The researchers determined that these flaws have been present in needrestart since version 0.8, which was released in April 2014. The package can be manually installed on any Ubuntu release, but has also been installed by default on all Ubuntu Server images since 21.04, which was released in April 2021.
4 different methods of local privilege escalation
Functional exploits for all of the needrestart vulnerabilities affecting Ubuntu Server were developed by Qualys, which chose not to publish the exploits but warned that others may develop their own exploits following the vulnerability disclosure.
The first three exploitation method manipulate needrestart’s use of a Python or Ruby interpreters to trick the utility into running the attacker’s malicious arbitrary code. The fourth exploitation method combines two flaws to exploit a flaw in the libmodule-scandeps-perl package used by needstart to analyze Perl scripts.
The first exploit involves the flaw tracked as CVE-2024-48990 in which the Python interpreter used by needrestart can be made to execute arbitrary Python code planted in a shared library on the target system. This is done by running a Python process with a PYTHONPATH directing back to the location of the attacker-controlled library.
The second exploit leverages the vulnerability tracked as CVE-2024-48991 and involves a time-of-check, time-of-use (TOCTOU) race condition in which there is enough time between when needrestart checks the location of the Python interpreter and when it executes the interpreter for an attacker to redirect needrestart to its own fake interpreter.
The third exploit, which stems from the flaw tracked as CVE-2024-48992, is almost identical to the first exploit but instead involves the Ruby interpreter and can be achieved by running the interpreter with an attacker-controlled RUBYLIB environment variable.

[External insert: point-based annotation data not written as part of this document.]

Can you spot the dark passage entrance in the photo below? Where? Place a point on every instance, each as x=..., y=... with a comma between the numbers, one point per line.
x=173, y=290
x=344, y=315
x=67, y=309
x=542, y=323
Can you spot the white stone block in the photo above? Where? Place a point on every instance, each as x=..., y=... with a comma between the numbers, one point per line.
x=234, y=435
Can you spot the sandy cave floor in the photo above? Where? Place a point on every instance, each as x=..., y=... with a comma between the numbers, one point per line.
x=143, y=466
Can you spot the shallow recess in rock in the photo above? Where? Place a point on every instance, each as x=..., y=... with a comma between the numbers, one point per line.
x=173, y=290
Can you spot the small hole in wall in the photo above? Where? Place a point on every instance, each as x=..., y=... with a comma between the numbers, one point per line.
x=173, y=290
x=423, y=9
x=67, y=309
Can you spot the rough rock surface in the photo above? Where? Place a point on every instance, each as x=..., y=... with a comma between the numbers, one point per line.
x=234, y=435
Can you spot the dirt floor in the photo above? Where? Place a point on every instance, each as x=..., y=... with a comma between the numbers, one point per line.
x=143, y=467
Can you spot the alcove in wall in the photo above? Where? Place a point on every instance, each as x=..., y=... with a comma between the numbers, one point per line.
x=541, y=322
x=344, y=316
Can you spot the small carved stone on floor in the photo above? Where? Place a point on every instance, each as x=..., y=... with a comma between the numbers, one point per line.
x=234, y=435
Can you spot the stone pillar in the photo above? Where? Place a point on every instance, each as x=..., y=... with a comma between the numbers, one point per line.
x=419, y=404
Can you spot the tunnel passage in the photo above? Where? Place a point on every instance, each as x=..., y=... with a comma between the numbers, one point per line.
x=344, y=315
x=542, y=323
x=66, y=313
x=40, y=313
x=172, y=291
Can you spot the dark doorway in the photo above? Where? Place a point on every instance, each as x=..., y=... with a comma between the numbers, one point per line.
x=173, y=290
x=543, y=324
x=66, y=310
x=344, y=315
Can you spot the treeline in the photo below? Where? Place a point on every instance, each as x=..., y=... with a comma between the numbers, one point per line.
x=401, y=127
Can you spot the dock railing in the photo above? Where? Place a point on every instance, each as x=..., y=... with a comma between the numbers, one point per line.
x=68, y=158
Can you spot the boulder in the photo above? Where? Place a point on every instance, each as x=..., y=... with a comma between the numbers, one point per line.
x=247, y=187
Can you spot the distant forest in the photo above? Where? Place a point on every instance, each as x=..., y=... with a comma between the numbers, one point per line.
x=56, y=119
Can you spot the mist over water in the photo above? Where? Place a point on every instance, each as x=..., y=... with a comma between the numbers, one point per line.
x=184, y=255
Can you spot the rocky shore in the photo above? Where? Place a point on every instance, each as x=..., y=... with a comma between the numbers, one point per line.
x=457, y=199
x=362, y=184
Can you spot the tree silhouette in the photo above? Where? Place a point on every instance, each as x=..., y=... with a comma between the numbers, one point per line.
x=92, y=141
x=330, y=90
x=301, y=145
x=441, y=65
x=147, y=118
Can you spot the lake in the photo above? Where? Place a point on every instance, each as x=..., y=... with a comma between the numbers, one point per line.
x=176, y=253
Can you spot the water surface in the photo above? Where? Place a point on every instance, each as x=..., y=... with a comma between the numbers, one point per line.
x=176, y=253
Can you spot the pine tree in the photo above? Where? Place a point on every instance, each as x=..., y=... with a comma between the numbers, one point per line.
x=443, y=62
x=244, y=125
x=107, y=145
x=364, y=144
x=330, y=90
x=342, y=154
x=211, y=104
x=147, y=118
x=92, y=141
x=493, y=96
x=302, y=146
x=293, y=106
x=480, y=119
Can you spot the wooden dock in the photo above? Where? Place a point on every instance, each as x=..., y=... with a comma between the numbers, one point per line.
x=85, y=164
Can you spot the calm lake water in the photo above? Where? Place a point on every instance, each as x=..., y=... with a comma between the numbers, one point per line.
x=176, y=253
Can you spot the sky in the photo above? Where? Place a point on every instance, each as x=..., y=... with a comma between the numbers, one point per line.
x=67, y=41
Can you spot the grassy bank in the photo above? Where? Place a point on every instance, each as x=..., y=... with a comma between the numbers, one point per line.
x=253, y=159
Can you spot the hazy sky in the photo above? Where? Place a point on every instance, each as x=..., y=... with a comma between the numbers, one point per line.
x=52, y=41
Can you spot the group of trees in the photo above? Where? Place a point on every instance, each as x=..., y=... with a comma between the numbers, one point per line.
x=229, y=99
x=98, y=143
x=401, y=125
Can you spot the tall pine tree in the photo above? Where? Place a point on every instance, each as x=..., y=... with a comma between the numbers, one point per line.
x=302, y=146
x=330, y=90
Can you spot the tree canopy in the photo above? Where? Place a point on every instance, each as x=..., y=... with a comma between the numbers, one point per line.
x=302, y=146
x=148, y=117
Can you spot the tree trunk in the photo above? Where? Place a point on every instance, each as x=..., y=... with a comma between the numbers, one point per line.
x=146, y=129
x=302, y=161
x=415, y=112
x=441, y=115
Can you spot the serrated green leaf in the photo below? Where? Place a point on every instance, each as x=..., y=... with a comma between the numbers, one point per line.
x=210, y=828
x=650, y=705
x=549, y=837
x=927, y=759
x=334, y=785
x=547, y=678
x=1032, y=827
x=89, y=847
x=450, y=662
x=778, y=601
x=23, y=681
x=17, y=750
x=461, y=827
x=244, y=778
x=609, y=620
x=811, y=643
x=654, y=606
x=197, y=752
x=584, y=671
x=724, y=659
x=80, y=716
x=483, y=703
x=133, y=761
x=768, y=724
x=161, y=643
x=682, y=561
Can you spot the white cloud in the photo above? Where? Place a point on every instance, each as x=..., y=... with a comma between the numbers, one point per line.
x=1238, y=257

The final method combines the flaws tracked as CVE-2024-11003 and CVE-2024-10224 and causes the ScanDeps module to execute arbitrary shell commands contained in an attacker-controlled file name. This is due to a combination of the failure to sanitize file names passed to ScanDeps (CVE-2024-11003) and the fact that ScanDeps recognizes file names containing a pipe character (“|”) as commands to be executed (CVE-2024-10224).
All of these flaws discovered by Qualys carry a CVSS score of 7.8, except for CVE-2024-10224, which was scored at 5.3.
How to resolve Ubuntu needstart vulnerabilities
Ubuntu maintainer Canonical released upgrades that include fixes for both the needrestart and libmodule-scandeps-perl flaws and strongly recommended users apply these upgrades in order to fix both affected packages.
These fixes are necessary for users of Ubuntu Server versions 21.04 and up as well as users of other Ubuntu installations, including desktop installations, where needrestart has been manually installed.
In cases where an immediate upgrade is not possible, the issues can be mitigated by modifying the needrestart configuration file to disable the use of interpreter scanners. These modifications may prevent other updates from completing successfully and will need to be reverted after the full fix of the vulnerabilities is applied, Canonical warned.